Монахи учатся гнуть лук из тиса…
Грозя престолу;
И даже пряхи ржавым топором
Грозят венцу. Восстали стар и мал.
«Ричард II», III, 2
Убежденный в божественной природе собственной власти, Ричард II сделал вывод о безнаказанности своих действий, сколь произвольными они ни были. Но история его правления раскрыла глубокую ошибочность подобной концепции власти. Оказалось, что она основана на неписаном «договоре», на принципе «взаимности», нарушение которого наказуемо еще здесь, на бренной земле. Эту концепцию развивает не какой-то один персонаж драмы — к ней сводится «моральный урок», заключенный в пьесе.
Аристократические верхи
Мир Шекспира многолик.
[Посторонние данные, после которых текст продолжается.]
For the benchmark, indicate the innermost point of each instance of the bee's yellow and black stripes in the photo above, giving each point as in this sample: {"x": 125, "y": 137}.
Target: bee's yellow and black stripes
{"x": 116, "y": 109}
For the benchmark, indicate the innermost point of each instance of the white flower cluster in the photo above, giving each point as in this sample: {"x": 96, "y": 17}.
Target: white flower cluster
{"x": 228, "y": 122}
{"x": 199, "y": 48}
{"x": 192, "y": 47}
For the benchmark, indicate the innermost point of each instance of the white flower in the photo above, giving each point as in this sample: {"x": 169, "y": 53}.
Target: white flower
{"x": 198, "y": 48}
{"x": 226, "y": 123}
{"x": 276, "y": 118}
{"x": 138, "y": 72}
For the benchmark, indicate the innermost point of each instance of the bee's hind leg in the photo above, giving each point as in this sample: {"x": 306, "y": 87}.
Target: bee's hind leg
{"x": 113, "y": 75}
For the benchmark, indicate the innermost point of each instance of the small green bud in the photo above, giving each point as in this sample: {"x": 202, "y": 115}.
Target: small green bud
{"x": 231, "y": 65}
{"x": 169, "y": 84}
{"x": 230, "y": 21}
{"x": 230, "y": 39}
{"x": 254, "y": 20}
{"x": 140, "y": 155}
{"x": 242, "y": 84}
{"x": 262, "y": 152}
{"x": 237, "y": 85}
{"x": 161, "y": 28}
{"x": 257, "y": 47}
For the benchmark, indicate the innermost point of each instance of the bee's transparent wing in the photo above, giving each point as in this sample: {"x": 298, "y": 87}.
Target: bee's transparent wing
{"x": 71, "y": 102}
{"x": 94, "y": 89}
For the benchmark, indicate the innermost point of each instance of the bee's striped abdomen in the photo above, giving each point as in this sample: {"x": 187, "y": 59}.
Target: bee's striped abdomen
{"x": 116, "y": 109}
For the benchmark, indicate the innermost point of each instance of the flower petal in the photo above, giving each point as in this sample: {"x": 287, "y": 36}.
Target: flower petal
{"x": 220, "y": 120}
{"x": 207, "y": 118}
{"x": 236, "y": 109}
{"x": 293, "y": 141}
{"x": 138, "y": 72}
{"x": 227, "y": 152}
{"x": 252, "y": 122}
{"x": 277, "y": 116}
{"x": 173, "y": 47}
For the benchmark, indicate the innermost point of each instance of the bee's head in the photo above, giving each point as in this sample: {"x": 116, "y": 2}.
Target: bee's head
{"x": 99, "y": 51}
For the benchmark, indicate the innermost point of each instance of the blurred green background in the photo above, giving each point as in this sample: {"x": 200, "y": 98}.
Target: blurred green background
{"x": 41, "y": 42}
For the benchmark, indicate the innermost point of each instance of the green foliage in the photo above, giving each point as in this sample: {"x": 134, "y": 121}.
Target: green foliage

В поле его зрения, необычайно обширном, и такая этическая ценность елизаветинского общества, как «знатность».
Известно, что средневековая концепция знатности почти полностью базировалась на родословной, т. е. на принципе унаследования «благородной крови» от более или менее длинной цепи аристократических предшественников. Не отбрасывая этого критерия, гуманисты считали необходимым дополнить его критерием личных доблестей и моральных достоинств («virtu»). В конечном счете действенность традиционного критерия проверяется с помощью второго: выдающаяся доблесть и моральное превосходство, продемонстрированные в публичных делах, на службе государству, удостоверяют «цену» унаследованного титула. Наконец, одним из проявлений «virtu» в глазах гуманистов становится образованность. Знания — в известном смысле тоже проверка истинной знатности. В жизнеописании Пико делла Мирандолы, переведенной Мором, много места уделяется его учености. В частности, там сказано, что знания, «которые мы можем считать своими, в гораздо большей степени говорят о человеке, чем знатность его предков».
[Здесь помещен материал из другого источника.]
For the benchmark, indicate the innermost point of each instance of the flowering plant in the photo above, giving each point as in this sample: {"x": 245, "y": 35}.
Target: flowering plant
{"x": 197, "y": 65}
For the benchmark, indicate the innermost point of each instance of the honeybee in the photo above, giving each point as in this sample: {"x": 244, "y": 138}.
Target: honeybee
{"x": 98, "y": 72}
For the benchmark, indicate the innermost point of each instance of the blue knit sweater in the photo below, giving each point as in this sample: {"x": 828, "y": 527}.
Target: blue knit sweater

Перенесение центра тяжести на личные достоинства человека означало, что, чем более высоким является ранг знатности человека, тем больше требований должно предъявляться к личным его достоинствам. Унаследованный статус, таким образом,— не индульгенция, а обязательство, вексель, по которому наследник должен платить.
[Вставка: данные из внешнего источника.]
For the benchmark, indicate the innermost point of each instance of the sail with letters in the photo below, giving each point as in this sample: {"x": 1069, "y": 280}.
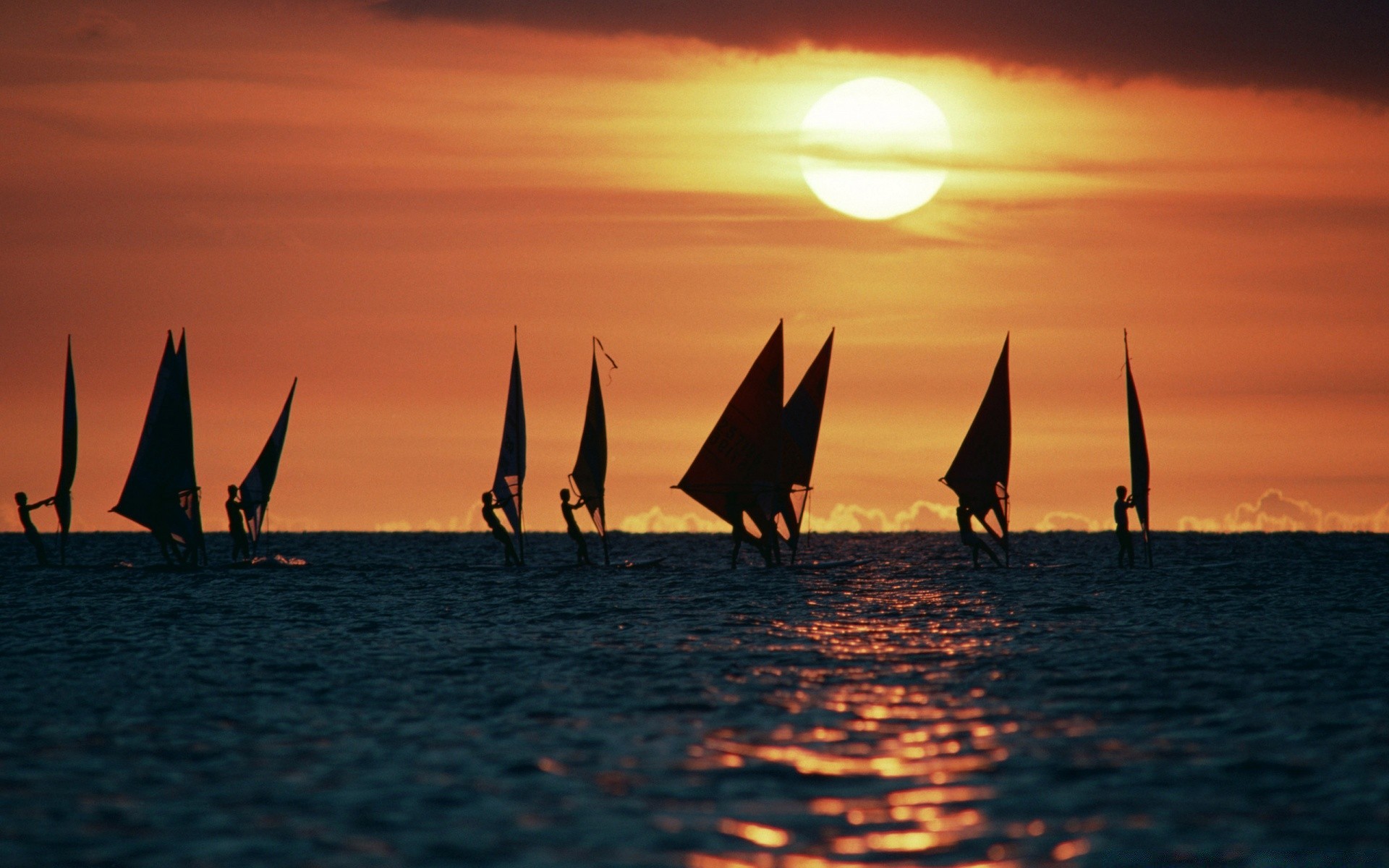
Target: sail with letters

Однако превращение личных достоинств человека в критерий, удостоверяющий его благородство, не означало ниспровержения традиционного принципа наследственной знатности и перебазирования всей аристократической структуры на фундамент, краеугольными камнями которого являются личные заслуги. Отнюдь нет. Хотя Англия в XVI в. знала немало примеров возвышения простолюдинов благодаря их дарованиям или богатству (вплоть до верхних ступеней служилой иерархии), тем не менее гуманисты были далеки от мысли сменить наследственную аристократию аристократией таланта («добродетели не украшаются знатностью, а, наоборот, знатность украшается добродетелями»). Все сводилось к призыву: «Будьте достойны ранга». Так, Монтень придавал решающее значение личным достоинствам в сравнении с наследственным титулом человека, и все же он хотел бы их совместить. «Знатность,— отмечает он,— достойное и ценное качество, учитывающееся на здравом основании, но, поскольку оно во многом зависит от других [оснований], оно (в оценке личности) уступает личным достоинствам»20. Скорее всего, речь шла о том, чтобы использовать категорию «истинное благородство» для размежевания в рядах самой старой знати, для отбора из ее среды действительно достойных, истинных носителей «virtu» и тем самым заслуживающих своего высокого положения в государстве. Недаром все книги о воспитании того времени адресуются прежде всего титулованной знати.
Итак, цель всех ренессансных рассуждений насчет критериев «истинного благородства» заключалась не в том, чтобы облагородить простолюдина, а в том, чтобы возвысить знатного до морального и духовного уровня, к которому его обязывает сословный статус. Известный афоризм Филиппа Сиднея: «Я не геральдист, чтобы исследовать родословную людей, для меня достаточно, если я знаю их достоинства» — скорее относится к области личной морали гуманистов. Что касается социальной этики, то в ней господствовала презумпция, согласно которой знатный рожден с лучшими наклонностями и восприимчивостью к добродетели. Отсюда делалось заключение: знать — украшение государства.